Yesterday, I went to see my school in Fairfax, and on our way to DC, we stopped at the Dar Al Hijrah Masjid for Duhr. After we prayed, we stayed outside the masjid waiting for our car to cool down under the shade since it was really hot.
One lady came by us and she was holding these perfumes and things to sell. She then asked us where we were from and we said Morocco. She told us she was from Syria and she came here to stay with her daughter after her house, her car and whole town were destroyed. She said she saw 4 people being beheaded in front of her eyes. She said was a doctor, but now she just sells things in front of the Masjid because her own son in law doesn’t want her in his house anymore.
After saying all of that, she said alhamdu li Allah, and she smiled and pulled me into her arms while making du’a for all of us.
That’s just one Syrian. One of many that are homeless, jobless, and devastated. May Allah subhanahu wa ta’ala ease their pain and help them through these hard times. May Allah destroy Bashar and his supporters.

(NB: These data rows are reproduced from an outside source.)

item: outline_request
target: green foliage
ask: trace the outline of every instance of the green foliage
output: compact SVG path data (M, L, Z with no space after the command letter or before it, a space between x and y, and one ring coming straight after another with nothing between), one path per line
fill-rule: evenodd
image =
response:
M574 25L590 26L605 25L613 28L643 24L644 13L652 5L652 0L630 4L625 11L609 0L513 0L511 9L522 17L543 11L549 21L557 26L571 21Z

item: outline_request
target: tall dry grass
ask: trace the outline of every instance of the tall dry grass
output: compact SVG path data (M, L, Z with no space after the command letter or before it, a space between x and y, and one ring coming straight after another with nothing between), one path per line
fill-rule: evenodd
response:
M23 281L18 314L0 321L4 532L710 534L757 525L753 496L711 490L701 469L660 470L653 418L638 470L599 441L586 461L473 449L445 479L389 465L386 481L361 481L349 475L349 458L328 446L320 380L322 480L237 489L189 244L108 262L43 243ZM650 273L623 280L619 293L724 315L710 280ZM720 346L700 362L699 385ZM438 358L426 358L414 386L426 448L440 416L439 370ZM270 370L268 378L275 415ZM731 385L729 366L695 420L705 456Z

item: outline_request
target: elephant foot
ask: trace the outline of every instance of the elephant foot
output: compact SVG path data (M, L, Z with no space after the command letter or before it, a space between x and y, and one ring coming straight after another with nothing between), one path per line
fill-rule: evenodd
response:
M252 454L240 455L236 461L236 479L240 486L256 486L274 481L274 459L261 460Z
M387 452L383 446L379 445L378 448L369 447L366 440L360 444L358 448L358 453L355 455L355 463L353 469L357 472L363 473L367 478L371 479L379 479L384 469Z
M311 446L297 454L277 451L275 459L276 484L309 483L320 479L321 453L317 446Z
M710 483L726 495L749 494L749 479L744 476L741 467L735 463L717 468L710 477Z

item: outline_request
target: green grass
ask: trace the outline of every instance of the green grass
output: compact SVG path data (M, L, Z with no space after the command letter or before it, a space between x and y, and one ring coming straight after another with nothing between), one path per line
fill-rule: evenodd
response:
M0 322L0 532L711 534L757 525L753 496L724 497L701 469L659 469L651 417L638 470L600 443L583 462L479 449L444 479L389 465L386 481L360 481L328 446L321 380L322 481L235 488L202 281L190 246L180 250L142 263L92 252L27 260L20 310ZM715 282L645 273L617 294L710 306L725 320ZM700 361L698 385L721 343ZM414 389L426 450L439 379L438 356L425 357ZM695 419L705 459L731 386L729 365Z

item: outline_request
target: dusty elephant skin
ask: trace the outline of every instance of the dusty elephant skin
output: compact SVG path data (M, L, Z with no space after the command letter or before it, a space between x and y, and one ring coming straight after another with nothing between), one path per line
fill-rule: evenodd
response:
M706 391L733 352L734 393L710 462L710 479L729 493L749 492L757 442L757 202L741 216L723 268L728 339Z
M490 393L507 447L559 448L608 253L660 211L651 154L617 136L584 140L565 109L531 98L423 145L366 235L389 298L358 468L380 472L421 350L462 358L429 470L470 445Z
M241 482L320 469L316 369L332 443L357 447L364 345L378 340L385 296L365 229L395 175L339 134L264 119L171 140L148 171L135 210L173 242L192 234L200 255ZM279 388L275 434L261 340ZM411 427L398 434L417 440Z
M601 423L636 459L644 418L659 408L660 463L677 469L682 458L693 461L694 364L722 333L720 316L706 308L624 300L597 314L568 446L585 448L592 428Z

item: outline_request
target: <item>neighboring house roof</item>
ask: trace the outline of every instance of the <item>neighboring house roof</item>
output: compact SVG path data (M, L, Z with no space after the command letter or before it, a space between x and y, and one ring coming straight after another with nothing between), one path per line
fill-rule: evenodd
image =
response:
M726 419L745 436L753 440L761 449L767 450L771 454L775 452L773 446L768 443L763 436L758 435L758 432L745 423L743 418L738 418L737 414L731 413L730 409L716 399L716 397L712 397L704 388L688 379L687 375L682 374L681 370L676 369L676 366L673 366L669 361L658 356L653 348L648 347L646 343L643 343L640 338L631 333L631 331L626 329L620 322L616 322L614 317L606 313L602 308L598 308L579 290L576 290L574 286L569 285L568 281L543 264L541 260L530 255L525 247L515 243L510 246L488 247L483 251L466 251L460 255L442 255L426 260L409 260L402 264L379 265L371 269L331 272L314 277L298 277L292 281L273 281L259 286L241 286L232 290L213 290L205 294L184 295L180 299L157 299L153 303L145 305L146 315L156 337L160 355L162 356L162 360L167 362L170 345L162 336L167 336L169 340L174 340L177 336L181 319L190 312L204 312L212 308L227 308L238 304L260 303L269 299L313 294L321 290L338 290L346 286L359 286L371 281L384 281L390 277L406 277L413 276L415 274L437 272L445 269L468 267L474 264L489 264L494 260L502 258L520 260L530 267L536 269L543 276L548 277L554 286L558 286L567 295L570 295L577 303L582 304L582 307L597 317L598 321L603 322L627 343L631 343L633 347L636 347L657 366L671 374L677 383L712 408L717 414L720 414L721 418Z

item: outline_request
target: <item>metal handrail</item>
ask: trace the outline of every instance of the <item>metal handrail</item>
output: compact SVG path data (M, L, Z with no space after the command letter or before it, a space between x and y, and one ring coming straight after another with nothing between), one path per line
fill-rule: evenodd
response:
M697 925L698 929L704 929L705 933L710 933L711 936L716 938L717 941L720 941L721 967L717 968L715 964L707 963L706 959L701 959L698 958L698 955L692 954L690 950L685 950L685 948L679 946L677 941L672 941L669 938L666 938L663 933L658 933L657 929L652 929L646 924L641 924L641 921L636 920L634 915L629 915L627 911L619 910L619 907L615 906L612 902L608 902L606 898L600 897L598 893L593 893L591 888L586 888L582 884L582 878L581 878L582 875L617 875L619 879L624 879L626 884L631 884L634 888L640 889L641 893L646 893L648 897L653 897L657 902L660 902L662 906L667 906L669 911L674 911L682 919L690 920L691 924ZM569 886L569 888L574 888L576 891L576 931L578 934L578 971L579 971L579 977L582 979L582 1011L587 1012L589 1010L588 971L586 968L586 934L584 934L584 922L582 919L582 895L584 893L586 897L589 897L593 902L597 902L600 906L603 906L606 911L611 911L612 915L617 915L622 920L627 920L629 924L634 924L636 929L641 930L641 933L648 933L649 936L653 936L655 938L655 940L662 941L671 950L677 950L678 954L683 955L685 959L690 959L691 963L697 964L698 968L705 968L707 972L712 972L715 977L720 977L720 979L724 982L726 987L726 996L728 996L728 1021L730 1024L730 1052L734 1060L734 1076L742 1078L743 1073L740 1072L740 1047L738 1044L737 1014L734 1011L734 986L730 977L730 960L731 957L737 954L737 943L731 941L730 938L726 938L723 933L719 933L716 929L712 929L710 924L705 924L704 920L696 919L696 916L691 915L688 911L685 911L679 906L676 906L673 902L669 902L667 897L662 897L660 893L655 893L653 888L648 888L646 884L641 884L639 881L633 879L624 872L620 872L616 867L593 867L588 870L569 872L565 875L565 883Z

During times of national crises where, unfortunately, the person who has committed the crime just so happens to be a Muslim like myself, I have felt an unbearable amount of discrimination coming from the public, whether it be from the media coverage and stereotyping of all Muslims or from the people I meet.
Immediately after hearing of the Boston Bombing, all I, and many of my Muslim friends and family members, could think of was ‘Ya Allah, please don’t let this be a Muslim’. Although the leading factor to the bombing has not been determined yet, just knowing that the criminal is a Muslim has put a lot of stress on me. It’s truly unfortunate that a person’s criminal acts can be so blatantly blamed on their faith by the people around them.
Through this tragic event, I have not only felt sorrow and grief for those who lost their lives so innocently, but I have also felt, and continue, to feel hurt by the ignorant comments and misconceptions that I hear coming out of people’s mouths, and most importantly, people that I have always looked up to. Despite this hurt feeling, I always try to stay positive and try my best to display an even better image of a Muslim than I have done before this tragedy. The discrimination that I have dealt with ever since the 9/11 attack on the World Trade Center up to this very day has led me to be determined to be as humble and peaceful as possible, not for the sake of being judged, rather for the sake of representing my faith in a better way than it is has been displayed by the so-called-Muslims who use quotes from the Qur’an out of context to justify their horrible crimes. I try my best not to respond to most of the comments I hear because I know that it will only be a waste of time and could possibly lead to bigger conflict that I am not willing to put myself through. After all, I feel that actually doing something to counteract the situation is much better than heated arguments over something that I know will only bring me sorrow. I remain active in trying to display a stereotype-free, misconception-ridden image of what a Muslim can be. Assalamu ‘aalaykum—it only means peace be unto you.
Alhamdu li Allah that Allah trials and punishes us in this dunya for our misdeeds. It’s one of the biggest blessings of being a Muslim. We have the chance to contemplate on our deeds, and we have the chance to seek forgiveness.
Subhana Allah, sometimes the closest people to you tend to hurt you the most. Allahu Almusta’aan!
Once I start reading or listening to Surat Yusuf, I can’t stop! It’s such a beautiful surah.
Th fact that I got accepted to George Mason is totally worth this 10 hours worth of textbook homework!
The other day I was walking back home from school and I saw a bird just laying there on the pavement. I picked it up and put it in the grass next to this light post so that someone won’t step on it. On my way home, my mind drifted to 5 summers go in Safi, Morocco.
I was walking back home with my cousin Saliha after running some arrands for mama. She saw this small bird laying on the road. She stopped me and told me to dig a small hole in the dirt while she went to pick it up. We put our bags on the ground, buried the bird, and read Surat AlFatiha on him.
I still remember exactly where we buried it. I miss those days and I miss her.
The sweet taste of tea is one of those fascinating little things in life; alhamdu li Allah.
When mama has a ‘gut feeling’ about something, it’s hard to go against her feeling ‘cause I know she’s always right. Subhana Allah!
They say that everyone has a talent. It’s true; I observe it all around me, but often times I wonder what I’m good at. In all honesty, what is my talent?
My friend got her acceptance letter from George Mason University, and I’m kinda scared because I haven’t heard from them yet. Ya Allah, in sha’ Allah khaire!